The steps I have done for user_filter are as follows
begin
ctx_ddl.create_preference('DFILENAME','FILE_DATASTORE');
end;
begin
ctx_ddl.create_preference ('my_xpdf_filter', 'user_filter');
end;
begin
ctx_ddl.set_attribute('my_xpdf_filter', 'command', 'pdftotext.exe');
end;
create index docs_bak_idx on DOCS_BAK (DOC_PATH_FILENAME)
indextype is ctxsys.context
parameters ('Datastore DFILENAME filter my_xpdf_filter');
And finally made it as a job for sync index every 2 minutes.

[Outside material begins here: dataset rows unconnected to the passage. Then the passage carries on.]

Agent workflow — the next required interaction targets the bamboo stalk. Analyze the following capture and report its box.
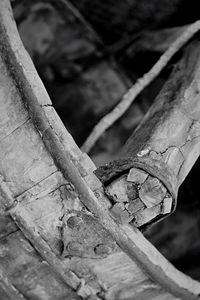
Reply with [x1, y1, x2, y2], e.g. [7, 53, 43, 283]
[81, 21, 200, 153]
[96, 41, 200, 227]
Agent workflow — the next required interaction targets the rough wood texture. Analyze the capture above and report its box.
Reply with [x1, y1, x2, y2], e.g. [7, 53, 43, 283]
[0, 0, 200, 300]
[95, 41, 200, 227]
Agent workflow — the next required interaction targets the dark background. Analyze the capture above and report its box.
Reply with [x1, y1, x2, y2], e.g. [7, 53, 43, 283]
[12, 0, 200, 280]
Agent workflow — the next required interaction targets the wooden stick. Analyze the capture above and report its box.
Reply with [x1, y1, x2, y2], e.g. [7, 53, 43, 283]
[95, 42, 200, 227]
[81, 21, 200, 153]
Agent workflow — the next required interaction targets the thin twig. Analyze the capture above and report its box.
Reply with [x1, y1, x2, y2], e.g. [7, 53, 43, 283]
[81, 21, 200, 153]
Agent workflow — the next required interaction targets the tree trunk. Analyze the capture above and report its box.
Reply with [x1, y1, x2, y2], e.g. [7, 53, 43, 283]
[0, 0, 200, 300]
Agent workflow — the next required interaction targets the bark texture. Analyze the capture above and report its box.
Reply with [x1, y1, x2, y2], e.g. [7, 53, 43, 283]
[0, 0, 200, 300]
[95, 41, 200, 227]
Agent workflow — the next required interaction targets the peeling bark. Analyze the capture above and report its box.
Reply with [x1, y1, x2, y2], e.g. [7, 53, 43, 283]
[0, 0, 200, 300]
[95, 41, 200, 228]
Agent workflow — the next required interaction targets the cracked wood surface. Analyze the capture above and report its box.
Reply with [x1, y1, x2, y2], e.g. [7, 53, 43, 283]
[0, 0, 200, 299]
[95, 40, 200, 228]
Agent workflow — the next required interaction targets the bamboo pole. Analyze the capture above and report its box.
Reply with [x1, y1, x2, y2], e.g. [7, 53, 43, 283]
[96, 41, 200, 228]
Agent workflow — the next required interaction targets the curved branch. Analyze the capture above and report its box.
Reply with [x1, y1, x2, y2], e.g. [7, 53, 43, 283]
[81, 21, 200, 153]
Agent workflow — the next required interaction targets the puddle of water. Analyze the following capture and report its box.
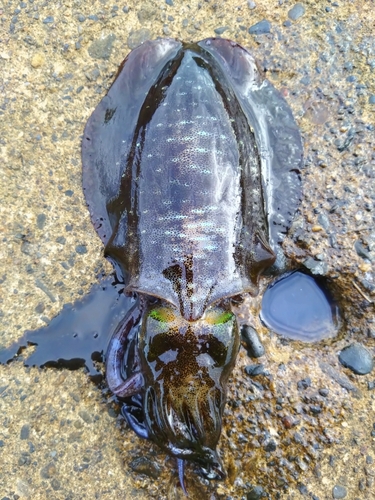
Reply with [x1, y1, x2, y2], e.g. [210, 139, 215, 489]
[260, 271, 339, 342]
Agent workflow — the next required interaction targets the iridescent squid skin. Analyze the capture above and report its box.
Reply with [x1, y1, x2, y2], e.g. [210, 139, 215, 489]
[82, 39, 302, 484]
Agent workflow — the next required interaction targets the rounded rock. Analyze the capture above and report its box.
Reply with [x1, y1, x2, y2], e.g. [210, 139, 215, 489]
[339, 343, 374, 375]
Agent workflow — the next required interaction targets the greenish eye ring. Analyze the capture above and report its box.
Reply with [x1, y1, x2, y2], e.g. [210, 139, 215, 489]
[148, 307, 175, 323]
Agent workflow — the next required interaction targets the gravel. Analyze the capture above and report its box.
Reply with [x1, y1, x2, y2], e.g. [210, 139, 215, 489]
[339, 343, 374, 375]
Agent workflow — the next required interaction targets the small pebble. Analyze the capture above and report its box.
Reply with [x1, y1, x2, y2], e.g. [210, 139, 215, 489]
[129, 457, 160, 479]
[127, 28, 151, 50]
[20, 424, 30, 440]
[339, 343, 374, 375]
[249, 19, 271, 35]
[332, 485, 347, 498]
[247, 486, 264, 500]
[288, 3, 306, 21]
[245, 364, 266, 377]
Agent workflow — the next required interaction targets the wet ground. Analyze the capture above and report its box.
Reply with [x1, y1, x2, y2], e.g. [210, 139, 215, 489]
[0, 0, 375, 500]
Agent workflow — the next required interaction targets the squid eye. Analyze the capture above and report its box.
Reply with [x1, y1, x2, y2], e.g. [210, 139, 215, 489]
[148, 307, 176, 323]
[205, 307, 234, 325]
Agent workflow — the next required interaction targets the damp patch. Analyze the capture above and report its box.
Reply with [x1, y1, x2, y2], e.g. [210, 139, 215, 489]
[260, 271, 339, 342]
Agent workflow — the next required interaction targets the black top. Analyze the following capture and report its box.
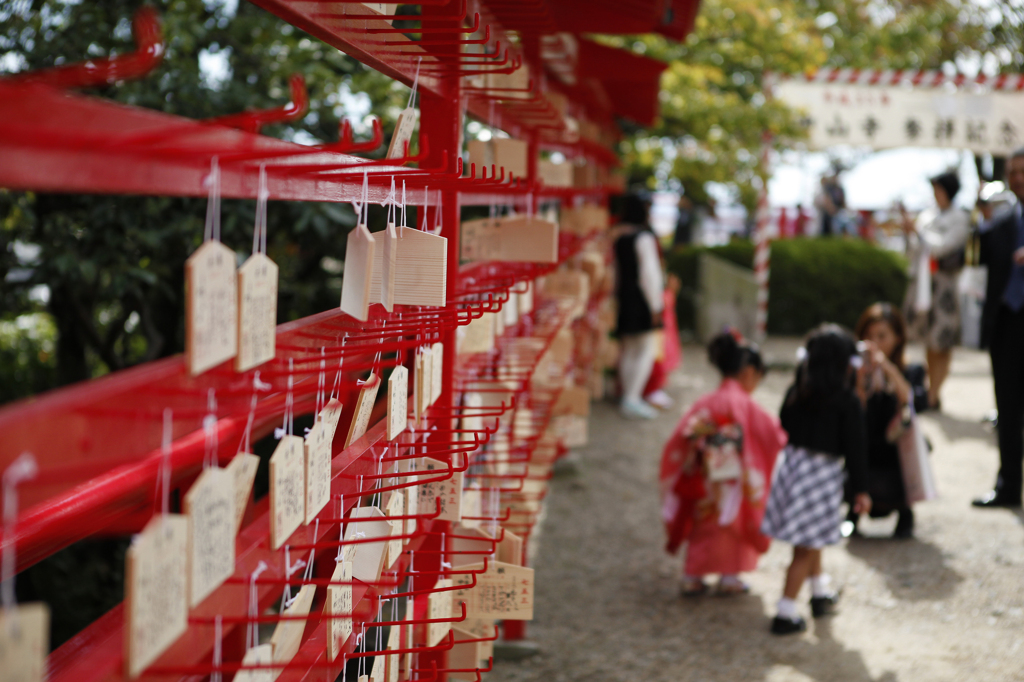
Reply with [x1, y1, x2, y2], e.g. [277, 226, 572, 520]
[612, 227, 654, 336]
[779, 386, 867, 494]
[978, 206, 1018, 348]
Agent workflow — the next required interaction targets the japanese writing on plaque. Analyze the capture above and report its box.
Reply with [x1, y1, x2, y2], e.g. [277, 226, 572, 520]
[125, 514, 188, 677]
[270, 435, 306, 549]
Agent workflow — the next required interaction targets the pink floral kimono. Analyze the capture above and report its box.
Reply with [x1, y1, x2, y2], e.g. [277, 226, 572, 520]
[659, 379, 786, 576]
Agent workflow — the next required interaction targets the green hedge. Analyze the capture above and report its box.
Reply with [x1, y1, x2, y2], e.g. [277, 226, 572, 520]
[667, 238, 907, 336]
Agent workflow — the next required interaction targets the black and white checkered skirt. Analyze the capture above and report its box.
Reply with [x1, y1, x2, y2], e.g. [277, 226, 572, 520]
[761, 445, 843, 549]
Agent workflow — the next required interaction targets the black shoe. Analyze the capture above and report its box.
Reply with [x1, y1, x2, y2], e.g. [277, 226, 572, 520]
[971, 491, 1021, 509]
[771, 615, 807, 635]
[811, 592, 839, 619]
[893, 507, 913, 540]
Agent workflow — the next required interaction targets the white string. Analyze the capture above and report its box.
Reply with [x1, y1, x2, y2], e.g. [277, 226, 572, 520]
[420, 185, 430, 232]
[406, 57, 423, 109]
[203, 388, 220, 469]
[203, 157, 220, 242]
[160, 408, 174, 520]
[253, 164, 270, 255]
[0, 453, 39, 635]
[433, 189, 441, 235]
[401, 180, 409, 227]
[331, 336, 348, 400]
[381, 175, 398, 225]
[246, 560, 267, 651]
[210, 613, 223, 682]
[302, 519, 319, 583]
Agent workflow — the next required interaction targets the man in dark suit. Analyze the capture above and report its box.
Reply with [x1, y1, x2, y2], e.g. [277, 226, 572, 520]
[973, 148, 1024, 507]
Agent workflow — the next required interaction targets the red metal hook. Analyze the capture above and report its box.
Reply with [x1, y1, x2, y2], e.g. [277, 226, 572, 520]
[204, 74, 309, 133]
[2, 5, 165, 88]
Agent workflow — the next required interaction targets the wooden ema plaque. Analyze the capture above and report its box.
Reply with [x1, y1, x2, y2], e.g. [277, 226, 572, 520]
[125, 514, 189, 678]
[303, 411, 333, 524]
[234, 253, 278, 372]
[324, 561, 352, 660]
[385, 107, 420, 157]
[387, 365, 409, 440]
[452, 561, 534, 621]
[345, 374, 381, 447]
[231, 642, 280, 682]
[224, 453, 259, 535]
[416, 457, 463, 521]
[394, 227, 447, 306]
[425, 578, 454, 646]
[0, 602, 50, 682]
[184, 467, 236, 607]
[342, 507, 391, 583]
[384, 489, 406, 568]
[270, 435, 306, 549]
[341, 223, 376, 322]
[185, 240, 239, 377]
[459, 215, 558, 263]
[270, 585, 316, 679]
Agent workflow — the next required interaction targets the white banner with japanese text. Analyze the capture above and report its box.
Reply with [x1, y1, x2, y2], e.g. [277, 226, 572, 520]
[772, 81, 1024, 156]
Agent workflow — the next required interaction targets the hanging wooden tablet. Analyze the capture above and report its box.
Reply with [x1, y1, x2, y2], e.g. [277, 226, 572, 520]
[452, 561, 534, 621]
[270, 435, 306, 549]
[125, 514, 188, 678]
[416, 457, 463, 521]
[270, 585, 316, 679]
[342, 507, 391, 583]
[324, 561, 352, 660]
[185, 240, 239, 377]
[234, 253, 278, 372]
[341, 222, 376, 322]
[184, 467, 236, 607]
[303, 411, 332, 523]
[231, 642, 280, 682]
[430, 341, 444, 404]
[391, 227, 447, 306]
[387, 365, 409, 440]
[345, 374, 381, 447]
[0, 601, 50, 682]
[224, 453, 259, 535]
[384, 489, 406, 568]
[426, 579, 454, 646]
[385, 106, 420, 158]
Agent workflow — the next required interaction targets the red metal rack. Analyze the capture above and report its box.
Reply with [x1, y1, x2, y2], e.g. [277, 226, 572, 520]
[0, 0, 697, 682]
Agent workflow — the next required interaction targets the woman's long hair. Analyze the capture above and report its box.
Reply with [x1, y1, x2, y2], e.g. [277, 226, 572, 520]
[854, 303, 906, 370]
[791, 323, 857, 404]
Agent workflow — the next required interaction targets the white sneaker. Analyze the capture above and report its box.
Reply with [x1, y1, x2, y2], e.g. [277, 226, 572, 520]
[643, 389, 673, 410]
[618, 400, 657, 419]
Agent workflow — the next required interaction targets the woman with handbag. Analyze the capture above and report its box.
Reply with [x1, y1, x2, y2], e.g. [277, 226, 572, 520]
[844, 303, 931, 539]
[903, 172, 971, 410]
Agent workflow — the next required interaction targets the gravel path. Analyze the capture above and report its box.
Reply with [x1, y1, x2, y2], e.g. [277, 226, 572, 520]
[487, 340, 1024, 682]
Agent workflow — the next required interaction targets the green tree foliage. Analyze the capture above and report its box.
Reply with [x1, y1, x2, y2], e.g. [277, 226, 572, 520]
[0, 0, 408, 399]
[607, 0, 1024, 210]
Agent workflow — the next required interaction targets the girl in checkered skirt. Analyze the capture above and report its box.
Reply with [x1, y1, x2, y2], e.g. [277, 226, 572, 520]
[761, 325, 871, 635]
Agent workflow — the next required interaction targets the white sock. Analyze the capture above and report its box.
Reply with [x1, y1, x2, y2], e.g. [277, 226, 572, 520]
[810, 573, 831, 597]
[778, 597, 800, 621]
[719, 573, 743, 587]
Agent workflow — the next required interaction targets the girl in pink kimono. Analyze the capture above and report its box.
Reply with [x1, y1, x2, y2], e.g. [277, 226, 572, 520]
[659, 332, 786, 596]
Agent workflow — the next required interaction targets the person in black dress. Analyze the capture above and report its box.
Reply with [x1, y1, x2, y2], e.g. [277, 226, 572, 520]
[844, 303, 928, 539]
[973, 147, 1024, 507]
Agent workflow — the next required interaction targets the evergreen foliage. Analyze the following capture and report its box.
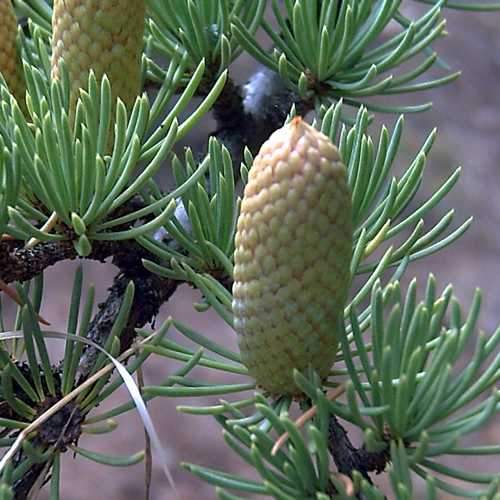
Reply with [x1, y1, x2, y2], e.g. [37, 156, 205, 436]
[0, 0, 500, 500]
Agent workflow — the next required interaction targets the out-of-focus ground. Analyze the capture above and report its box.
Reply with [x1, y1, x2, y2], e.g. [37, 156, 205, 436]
[24, 6, 500, 500]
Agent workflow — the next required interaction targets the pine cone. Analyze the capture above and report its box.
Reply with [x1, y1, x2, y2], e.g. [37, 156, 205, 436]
[0, 0, 26, 108]
[52, 0, 146, 108]
[233, 118, 352, 396]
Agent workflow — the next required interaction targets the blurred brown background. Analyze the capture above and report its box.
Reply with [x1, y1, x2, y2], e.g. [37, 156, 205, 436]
[20, 6, 500, 500]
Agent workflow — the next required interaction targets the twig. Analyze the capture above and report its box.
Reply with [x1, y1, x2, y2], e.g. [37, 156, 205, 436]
[271, 384, 345, 455]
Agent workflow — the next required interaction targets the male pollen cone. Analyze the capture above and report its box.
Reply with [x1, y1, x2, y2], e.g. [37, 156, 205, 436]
[233, 118, 353, 396]
[52, 0, 146, 108]
[0, 0, 26, 107]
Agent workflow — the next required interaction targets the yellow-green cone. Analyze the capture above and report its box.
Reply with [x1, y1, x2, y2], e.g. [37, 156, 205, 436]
[0, 0, 26, 107]
[233, 118, 352, 395]
[52, 0, 146, 111]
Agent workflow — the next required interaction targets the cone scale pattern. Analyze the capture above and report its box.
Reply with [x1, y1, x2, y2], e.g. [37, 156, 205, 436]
[0, 0, 25, 106]
[52, 0, 146, 107]
[233, 118, 352, 396]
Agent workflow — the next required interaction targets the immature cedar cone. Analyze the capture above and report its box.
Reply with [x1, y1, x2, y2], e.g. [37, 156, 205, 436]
[0, 0, 26, 107]
[233, 118, 352, 396]
[52, 0, 146, 111]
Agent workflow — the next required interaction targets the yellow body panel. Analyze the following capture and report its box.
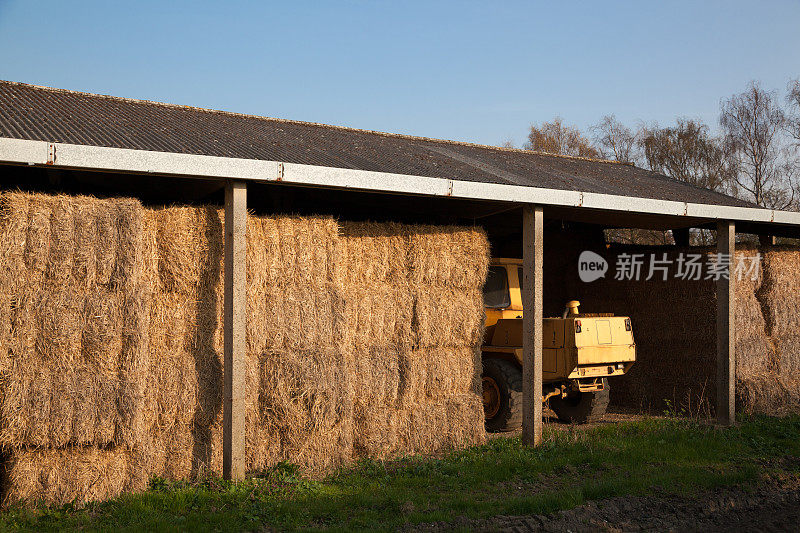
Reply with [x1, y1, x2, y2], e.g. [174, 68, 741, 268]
[483, 259, 636, 383]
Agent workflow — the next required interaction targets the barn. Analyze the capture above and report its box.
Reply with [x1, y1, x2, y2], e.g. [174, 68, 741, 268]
[0, 82, 800, 503]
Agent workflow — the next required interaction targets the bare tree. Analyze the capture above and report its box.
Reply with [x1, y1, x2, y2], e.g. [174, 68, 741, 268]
[500, 139, 516, 148]
[639, 118, 730, 191]
[786, 79, 800, 143]
[591, 115, 638, 163]
[719, 82, 794, 209]
[525, 117, 600, 158]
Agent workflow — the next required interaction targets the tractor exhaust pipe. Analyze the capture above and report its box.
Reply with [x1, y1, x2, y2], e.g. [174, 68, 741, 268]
[561, 300, 581, 318]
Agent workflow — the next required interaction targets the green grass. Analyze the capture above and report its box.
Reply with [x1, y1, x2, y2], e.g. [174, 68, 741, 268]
[0, 417, 800, 531]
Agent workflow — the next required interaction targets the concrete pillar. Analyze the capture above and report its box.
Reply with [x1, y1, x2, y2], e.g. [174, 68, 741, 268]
[758, 235, 776, 246]
[222, 180, 247, 481]
[716, 221, 736, 426]
[522, 205, 544, 446]
[672, 228, 691, 248]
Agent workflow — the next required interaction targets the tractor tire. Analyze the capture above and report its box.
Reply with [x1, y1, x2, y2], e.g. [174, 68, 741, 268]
[483, 359, 522, 433]
[549, 379, 610, 424]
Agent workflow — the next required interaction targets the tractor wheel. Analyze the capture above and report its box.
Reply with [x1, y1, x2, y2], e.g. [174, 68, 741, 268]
[549, 379, 609, 424]
[483, 359, 522, 433]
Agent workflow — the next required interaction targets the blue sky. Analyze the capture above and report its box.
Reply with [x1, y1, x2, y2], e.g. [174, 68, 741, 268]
[0, 0, 800, 144]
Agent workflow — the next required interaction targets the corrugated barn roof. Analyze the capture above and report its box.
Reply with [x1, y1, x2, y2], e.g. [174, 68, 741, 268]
[0, 81, 751, 206]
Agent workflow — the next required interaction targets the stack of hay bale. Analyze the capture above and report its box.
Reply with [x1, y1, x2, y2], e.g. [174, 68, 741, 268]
[0, 193, 149, 502]
[0, 193, 488, 503]
[571, 243, 800, 414]
[736, 247, 800, 415]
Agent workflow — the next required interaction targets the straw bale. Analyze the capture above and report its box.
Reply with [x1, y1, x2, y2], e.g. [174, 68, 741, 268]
[398, 393, 486, 455]
[351, 347, 400, 406]
[400, 346, 482, 404]
[337, 222, 409, 286]
[0, 194, 488, 502]
[412, 285, 484, 348]
[47, 196, 75, 283]
[0, 193, 150, 447]
[261, 348, 353, 471]
[343, 281, 415, 350]
[353, 404, 412, 459]
[407, 225, 489, 289]
[759, 248, 800, 377]
[25, 195, 53, 275]
[4, 446, 128, 505]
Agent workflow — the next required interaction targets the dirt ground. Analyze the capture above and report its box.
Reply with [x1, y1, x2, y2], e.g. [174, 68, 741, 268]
[486, 407, 653, 439]
[414, 411, 800, 533]
[417, 477, 800, 533]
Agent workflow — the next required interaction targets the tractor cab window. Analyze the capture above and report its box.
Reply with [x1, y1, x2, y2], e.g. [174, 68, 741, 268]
[483, 266, 511, 308]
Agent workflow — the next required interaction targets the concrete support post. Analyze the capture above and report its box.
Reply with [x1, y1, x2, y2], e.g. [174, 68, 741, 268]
[522, 205, 544, 446]
[672, 228, 691, 248]
[717, 221, 736, 426]
[222, 180, 247, 481]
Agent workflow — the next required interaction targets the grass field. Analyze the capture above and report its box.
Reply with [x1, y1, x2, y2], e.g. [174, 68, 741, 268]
[0, 416, 800, 531]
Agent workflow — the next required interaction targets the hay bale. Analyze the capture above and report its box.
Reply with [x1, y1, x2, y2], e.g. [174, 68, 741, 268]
[335, 222, 410, 287]
[3, 446, 128, 505]
[0, 193, 146, 448]
[0, 194, 488, 502]
[412, 285, 484, 348]
[342, 281, 416, 350]
[400, 346, 482, 405]
[759, 247, 800, 377]
[260, 349, 353, 472]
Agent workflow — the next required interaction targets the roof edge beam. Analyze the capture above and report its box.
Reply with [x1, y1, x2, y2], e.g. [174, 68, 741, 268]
[0, 138, 800, 226]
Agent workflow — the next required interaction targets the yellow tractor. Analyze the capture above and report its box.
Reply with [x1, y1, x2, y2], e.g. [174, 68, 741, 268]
[482, 259, 636, 431]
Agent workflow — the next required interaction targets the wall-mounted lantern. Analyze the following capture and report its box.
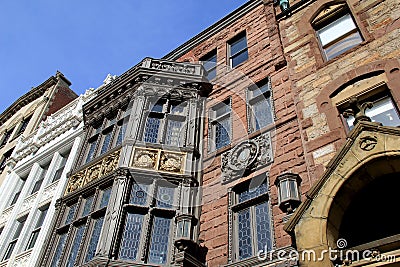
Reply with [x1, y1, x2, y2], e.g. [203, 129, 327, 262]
[275, 173, 301, 214]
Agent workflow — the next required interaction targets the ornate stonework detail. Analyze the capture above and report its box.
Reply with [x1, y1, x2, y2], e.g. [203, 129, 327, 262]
[132, 149, 158, 169]
[0, 205, 14, 224]
[159, 151, 184, 173]
[131, 148, 186, 174]
[65, 150, 121, 194]
[40, 181, 59, 203]
[360, 135, 378, 151]
[221, 133, 273, 183]
[12, 250, 32, 267]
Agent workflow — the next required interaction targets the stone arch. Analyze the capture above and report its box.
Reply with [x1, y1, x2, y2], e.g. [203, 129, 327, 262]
[285, 122, 400, 267]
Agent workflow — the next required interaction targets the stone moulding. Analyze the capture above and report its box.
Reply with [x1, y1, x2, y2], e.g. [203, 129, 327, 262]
[221, 133, 273, 183]
[130, 147, 186, 174]
[65, 150, 121, 195]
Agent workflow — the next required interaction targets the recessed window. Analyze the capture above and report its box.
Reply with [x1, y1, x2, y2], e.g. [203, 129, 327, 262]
[247, 79, 273, 132]
[230, 177, 273, 261]
[313, 4, 363, 60]
[228, 32, 249, 68]
[341, 95, 400, 130]
[143, 100, 187, 146]
[119, 180, 178, 264]
[209, 98, 231, 151]
[200, 49, 217, 81]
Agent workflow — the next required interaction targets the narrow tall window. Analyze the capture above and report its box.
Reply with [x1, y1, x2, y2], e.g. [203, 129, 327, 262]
[17, 115, 32, 136]
[230, 179, 272, 261]
[0, 147, 14, 173]
[26, 207, 49, 249]
[119, 180, 178, 264]
[200, 49, 217, 81]
[228, 32, 249, 68]
[3, 218, 26, 261]
[247, 80, 273, 132]
[313, 4, 363, 60]
[0, 128, 14, 146]
[143, 100, 186, 146]
[209, 99, 231, 151]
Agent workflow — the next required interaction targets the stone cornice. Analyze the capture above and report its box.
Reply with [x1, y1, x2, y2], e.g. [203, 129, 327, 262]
[284, 121, 400, 233]
[0, 76, 57, 126]
[8, 90, 95, 167]
[163, 0, 263, 60]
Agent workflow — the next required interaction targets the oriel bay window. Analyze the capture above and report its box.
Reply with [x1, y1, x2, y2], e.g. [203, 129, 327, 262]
[50, 187, 111, 267]
[143, 99, 187, 146]
[119, 179, 178, 265]
[312, 4, 363, 60]
[229, 177, 273, 261]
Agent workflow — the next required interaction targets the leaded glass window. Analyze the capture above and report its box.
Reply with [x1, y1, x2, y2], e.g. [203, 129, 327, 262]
[230, 177, 273, 261]
[143, 100, 187, 146]
[247, 79, 274, 132]
[119, 178, 178, 264]
[209, 99, 232, 151]
[85, 217, 104, 262]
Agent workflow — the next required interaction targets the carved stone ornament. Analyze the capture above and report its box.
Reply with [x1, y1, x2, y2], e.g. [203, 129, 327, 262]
[131, 148, 186, 174]
[132, 149, 158, 169]
[360, 136, 378, 151]
[221, 133, 273, 183]
[159, 151, 184, 173]
[65, 150, 121, 194]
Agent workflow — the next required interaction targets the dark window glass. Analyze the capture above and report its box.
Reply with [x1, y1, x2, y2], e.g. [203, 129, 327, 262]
[50, 233, 67, 267]
[119, 213, 144, 260]
[200, 50, 217, 80]
[228, 33, 249, 68]
[149, 217, 171, 264]
[85, 217, 104, 262]
[65, 225, 85, 267]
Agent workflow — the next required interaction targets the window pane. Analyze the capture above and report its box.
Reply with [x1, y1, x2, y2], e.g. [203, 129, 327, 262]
[144, 117, 161, 143]
[50, 233, 67, 267]
[324, 32, 363, 60]
[252, 98, 272, 130]
[85, 217, 104, 262]
[65, 203, 77, 224]
[100, 131, 112, 155]
[238, 209, 253, 260]
[214, 117, 231, 149]
[232, 49, 249, 68]
[230, 36, 247, 56]
[318, 14, 356, 46]
[165, 120, 183, 146]
[255, 202, 272, 253]
[149, 217, 171, 264]
[82, 196, 94, 217]
[99, 187, 111, 209]
[239, 182, 268, 203]
[66, 225, 85, 267]
[156, 186, 175, 209]
[85, 140, 97, 163]
[119, 213, 144, 260]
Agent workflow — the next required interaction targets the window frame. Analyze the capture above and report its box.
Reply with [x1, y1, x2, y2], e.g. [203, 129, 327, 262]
[246, 77, 276, 133]
[311, 3, 365, 62]
[141, 98, 189, 147]
[199, 48, 218, 81]
[118, 177, 180, 266]
[227, 31, 249, 68]
[208, 97, 233, 152]
[228, 174, 276, 263]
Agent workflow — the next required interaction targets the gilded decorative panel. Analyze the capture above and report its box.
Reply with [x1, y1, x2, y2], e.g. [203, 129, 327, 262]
[65, 150, 121, 194]
[131, 148, 186, 174]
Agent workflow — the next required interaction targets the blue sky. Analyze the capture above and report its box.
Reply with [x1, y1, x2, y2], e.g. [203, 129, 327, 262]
[0, 0, 247, 112]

If possible this post can be treated as URGENT.
Thanks
|
|
|
Re: Want to Search any kind of PDF and other types of documents in one single coulmn [message #188238 is a reply to message #188177] |
Thu, 17 August 2006 09:03 |
|
Barbara Boehmer
Messages: 9100 Registered: November 2002 Location: California, USA
|
Senior Member |
|
|
I don't think there is any way that you can combine two filters in one index like that. I think the most that you can do with one index is to have a format column where you can mark those that are just text and don't require any filter. Alternatively, you can have two separate tables, with two separate indexes, with two separate filters, and combine the search results. I recall that you posted the same question on the OTN forums a week ago. You might try posting on http://asktom.oracle.com to ask Tom Kyte. If Oracle expert Tom Kyte can't suggest something at least maybe he can confirm that it can't be done. He frequently has a large backlog of questions, but still accepts a few new ones briefly a few times per day, so you may have to check frequently to catch a time when you can post a new question. Or, if you can find a closely related thread about pdf's and filters, you might try adding your question as part of a review, which can be posted any time.
|
|
|
|